With federal maternal health database in limbo, a risk to mother and infant health

For nearly four decades, data from the Pregnancy Risk Assessment Monitoring System (PRAMS) has provided insights for improving the health of mothers and their babies. Overseen by the Division of Reproductive Health at the Centers for Disease Control and Prevention (CDC), PRAMS uses survey information collected by 46 participating state health departments from women soon after they give birth. In April 2025, the entire CDC team managing PRAMS was placed on administrative leave before it could release 2023 data. At least one state has suspended data collection for PRAMS (Mississippi, in September) and the future of the national database remains uncertain.
Rita Hamad, professor of social epidemiology and public policy at Harvard T.H. Chan School of Public Health, has used the dataset to examine questions such as the impact of paid family leave policies on rates of postpartum depression. She recently spoke about how losing PRAMS puts the health of mothers and infants in the U.S. at risk, and how she hopes to help keep PRAMS data accessible.

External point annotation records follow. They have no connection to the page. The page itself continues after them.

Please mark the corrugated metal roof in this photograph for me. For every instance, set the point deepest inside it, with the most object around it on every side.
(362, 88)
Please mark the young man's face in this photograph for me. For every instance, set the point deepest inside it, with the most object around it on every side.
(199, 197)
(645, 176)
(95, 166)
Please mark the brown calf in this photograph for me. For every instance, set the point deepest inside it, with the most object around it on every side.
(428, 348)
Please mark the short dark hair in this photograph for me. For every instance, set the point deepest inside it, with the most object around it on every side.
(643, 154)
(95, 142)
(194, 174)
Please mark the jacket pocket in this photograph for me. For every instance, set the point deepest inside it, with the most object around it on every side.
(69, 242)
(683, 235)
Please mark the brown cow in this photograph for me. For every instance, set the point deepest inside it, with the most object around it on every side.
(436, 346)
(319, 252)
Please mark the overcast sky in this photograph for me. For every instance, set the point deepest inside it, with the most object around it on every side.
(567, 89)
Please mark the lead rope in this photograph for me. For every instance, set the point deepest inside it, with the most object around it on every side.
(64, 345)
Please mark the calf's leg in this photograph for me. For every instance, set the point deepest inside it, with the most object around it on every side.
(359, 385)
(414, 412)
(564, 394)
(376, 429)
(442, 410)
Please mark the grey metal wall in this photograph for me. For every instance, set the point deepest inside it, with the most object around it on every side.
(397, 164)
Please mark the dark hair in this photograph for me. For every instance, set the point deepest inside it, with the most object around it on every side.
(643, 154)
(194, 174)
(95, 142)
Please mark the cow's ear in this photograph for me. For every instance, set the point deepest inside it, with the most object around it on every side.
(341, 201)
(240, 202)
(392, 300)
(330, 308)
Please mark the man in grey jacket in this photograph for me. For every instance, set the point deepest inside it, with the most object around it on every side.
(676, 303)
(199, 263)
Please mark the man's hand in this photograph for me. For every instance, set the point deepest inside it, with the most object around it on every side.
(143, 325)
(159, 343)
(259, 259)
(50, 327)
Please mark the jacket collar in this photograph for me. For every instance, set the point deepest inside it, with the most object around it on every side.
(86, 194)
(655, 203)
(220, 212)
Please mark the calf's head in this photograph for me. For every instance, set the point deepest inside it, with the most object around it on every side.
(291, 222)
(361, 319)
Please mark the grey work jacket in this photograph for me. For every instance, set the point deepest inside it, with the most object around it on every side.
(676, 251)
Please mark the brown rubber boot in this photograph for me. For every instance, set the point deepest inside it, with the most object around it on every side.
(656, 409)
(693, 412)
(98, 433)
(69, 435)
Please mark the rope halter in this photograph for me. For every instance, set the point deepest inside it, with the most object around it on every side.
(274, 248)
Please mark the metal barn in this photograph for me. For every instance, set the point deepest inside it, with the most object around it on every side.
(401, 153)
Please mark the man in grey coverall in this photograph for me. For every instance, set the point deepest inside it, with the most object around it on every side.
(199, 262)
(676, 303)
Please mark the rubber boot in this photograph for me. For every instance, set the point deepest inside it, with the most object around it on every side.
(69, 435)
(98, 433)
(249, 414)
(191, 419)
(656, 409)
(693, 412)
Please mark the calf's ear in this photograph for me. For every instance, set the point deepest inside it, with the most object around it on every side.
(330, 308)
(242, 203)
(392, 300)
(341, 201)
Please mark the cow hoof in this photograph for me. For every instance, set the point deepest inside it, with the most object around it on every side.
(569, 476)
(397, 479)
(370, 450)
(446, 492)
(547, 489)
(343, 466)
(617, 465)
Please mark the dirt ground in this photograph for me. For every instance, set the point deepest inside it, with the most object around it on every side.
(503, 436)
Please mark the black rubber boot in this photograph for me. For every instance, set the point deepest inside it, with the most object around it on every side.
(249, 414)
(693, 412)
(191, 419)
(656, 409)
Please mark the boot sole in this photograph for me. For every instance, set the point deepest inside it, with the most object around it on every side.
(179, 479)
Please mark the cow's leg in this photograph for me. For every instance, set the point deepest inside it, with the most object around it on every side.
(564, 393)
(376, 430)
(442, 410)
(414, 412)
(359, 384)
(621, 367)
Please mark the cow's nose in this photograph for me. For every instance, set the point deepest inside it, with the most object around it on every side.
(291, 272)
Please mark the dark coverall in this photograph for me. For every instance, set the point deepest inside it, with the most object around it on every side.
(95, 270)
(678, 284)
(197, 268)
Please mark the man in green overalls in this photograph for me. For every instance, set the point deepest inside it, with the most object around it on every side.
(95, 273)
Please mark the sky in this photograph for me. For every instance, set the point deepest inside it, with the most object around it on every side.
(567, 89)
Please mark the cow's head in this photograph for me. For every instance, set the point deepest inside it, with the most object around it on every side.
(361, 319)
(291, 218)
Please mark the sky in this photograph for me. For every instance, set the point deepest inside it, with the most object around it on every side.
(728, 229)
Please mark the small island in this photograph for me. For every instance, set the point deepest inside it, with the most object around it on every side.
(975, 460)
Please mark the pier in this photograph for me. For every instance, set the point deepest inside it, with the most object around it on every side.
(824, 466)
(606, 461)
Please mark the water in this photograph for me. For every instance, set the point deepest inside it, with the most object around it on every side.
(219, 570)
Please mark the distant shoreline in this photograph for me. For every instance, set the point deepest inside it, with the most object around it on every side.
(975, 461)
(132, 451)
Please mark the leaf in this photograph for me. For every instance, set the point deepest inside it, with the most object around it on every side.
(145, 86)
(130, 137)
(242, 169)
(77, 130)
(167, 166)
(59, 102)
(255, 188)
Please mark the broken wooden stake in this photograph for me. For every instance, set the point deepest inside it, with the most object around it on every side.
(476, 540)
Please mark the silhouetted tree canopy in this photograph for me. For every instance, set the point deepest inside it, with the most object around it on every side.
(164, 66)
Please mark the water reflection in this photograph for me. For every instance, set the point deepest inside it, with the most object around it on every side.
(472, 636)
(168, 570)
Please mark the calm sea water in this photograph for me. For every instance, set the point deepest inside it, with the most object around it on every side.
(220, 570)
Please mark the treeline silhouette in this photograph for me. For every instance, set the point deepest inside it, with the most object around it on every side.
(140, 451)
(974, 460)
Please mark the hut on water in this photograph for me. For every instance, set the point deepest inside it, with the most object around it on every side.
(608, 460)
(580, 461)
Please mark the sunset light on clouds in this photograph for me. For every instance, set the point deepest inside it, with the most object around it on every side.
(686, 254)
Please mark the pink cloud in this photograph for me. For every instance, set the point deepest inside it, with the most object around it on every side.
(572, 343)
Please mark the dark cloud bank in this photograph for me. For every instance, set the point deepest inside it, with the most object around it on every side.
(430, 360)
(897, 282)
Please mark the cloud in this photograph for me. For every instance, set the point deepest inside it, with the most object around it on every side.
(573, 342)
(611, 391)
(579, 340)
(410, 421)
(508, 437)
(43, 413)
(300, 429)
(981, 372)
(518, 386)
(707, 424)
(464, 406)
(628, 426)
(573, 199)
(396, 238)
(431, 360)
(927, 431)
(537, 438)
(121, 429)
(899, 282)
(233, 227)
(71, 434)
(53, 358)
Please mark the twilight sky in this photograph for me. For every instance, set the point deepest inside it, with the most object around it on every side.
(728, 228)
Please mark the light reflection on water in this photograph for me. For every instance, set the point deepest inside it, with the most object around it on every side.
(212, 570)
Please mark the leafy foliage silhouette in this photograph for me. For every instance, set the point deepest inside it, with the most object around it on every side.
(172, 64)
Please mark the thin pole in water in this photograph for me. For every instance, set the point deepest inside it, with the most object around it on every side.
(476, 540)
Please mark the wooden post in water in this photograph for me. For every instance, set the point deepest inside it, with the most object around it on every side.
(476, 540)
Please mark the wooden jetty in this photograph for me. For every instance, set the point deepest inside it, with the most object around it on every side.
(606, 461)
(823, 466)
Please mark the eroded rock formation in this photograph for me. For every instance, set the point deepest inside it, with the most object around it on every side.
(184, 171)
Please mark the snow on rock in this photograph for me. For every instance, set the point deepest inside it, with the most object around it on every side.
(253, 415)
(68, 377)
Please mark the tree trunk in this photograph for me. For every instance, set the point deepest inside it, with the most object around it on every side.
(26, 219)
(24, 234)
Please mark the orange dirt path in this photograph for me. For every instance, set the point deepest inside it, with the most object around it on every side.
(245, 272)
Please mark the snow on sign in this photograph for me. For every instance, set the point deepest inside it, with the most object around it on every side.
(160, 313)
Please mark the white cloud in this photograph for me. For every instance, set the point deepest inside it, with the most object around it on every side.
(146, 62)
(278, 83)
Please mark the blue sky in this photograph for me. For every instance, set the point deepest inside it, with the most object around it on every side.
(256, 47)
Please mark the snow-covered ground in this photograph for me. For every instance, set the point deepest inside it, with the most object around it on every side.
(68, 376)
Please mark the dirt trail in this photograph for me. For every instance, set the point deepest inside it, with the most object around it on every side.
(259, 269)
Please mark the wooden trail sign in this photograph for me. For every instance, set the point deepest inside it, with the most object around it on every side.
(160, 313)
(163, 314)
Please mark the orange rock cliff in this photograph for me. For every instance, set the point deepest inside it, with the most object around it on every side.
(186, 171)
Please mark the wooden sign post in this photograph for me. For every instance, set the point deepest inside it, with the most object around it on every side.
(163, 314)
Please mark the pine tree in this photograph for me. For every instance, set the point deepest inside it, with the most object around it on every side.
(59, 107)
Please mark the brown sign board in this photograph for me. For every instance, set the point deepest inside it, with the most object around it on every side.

Q: Why is PRAMS important?
A: It’s the only national long-term survey we have in the U.S. on the prenatal and postpartum period. That makes it a really critical resource for studying maternal and child health. There are so many opportunities to answer important policy-relevant research questions using this rich dataset. My team has used PRAMS data in more than 10 studies looking at the effects of social and economic policies on health.
Data is not always a sexy topic, but we know that we need data to understand trends in health and risk factors for poor health. We also need data to understand what interventions and policies are working, and for whom. All of these questions will be almost impossible to figure out in the absence of the national PRAMS dataset.
Q: Who is affected by the loss of PRAMS data?
A: PRAMS is not just something for researchers at universities to use. The CDC processes PRAMS data for the states so that the states can then use it to inform their policies and programs. After the CDC PRAMS team was eliminated, we received an email from a state health department that no longer had access to the data and was looking for help.
Recently, I was interviewed in a Guardian article about Mississippi stopping PRAMS data collection. That same article noted that Mississippi has declared that infant mortality is a public health emergency in the state. The irony is that PRAMS is exactly the kind of data that you want to use in that situation to understand the possible causes, what circumstances have changed for mothers in the state, and how Mississippi compares to other states in the region.
Without data, we can’t fix problems. I can’t overstate how bad losing PRAMS will be for maternal and child health in the U.S.
Q: If other states keep collecting PRAMS data but there is no team at the CDC to manage it, what is your team prepared to do?
A: Without CDC staff at the national level to gather, clean, and release the data, it’s going to be a very fractured and labor-intensive process for researchers. So, my team is prepared to do the work that the CDC team was doing. We’ve reached out to a handful of participating states, and some have already agreed to share their data once we submit our applications. Ideally, the states will also agree that we can then share the dataset with other researchers, because it’s very burdensome on both researchers and state agencies to have to deal with individual requests.
At the moment, we’re looking for funding to be able to do this work. The stakes are too high to let a resource like PRAMS disappear, with the well-being of mothers and babies at risk. We’ve used these data more than almost any other research team in the country, so we know we have the expertise to surmount these logistic hurdles.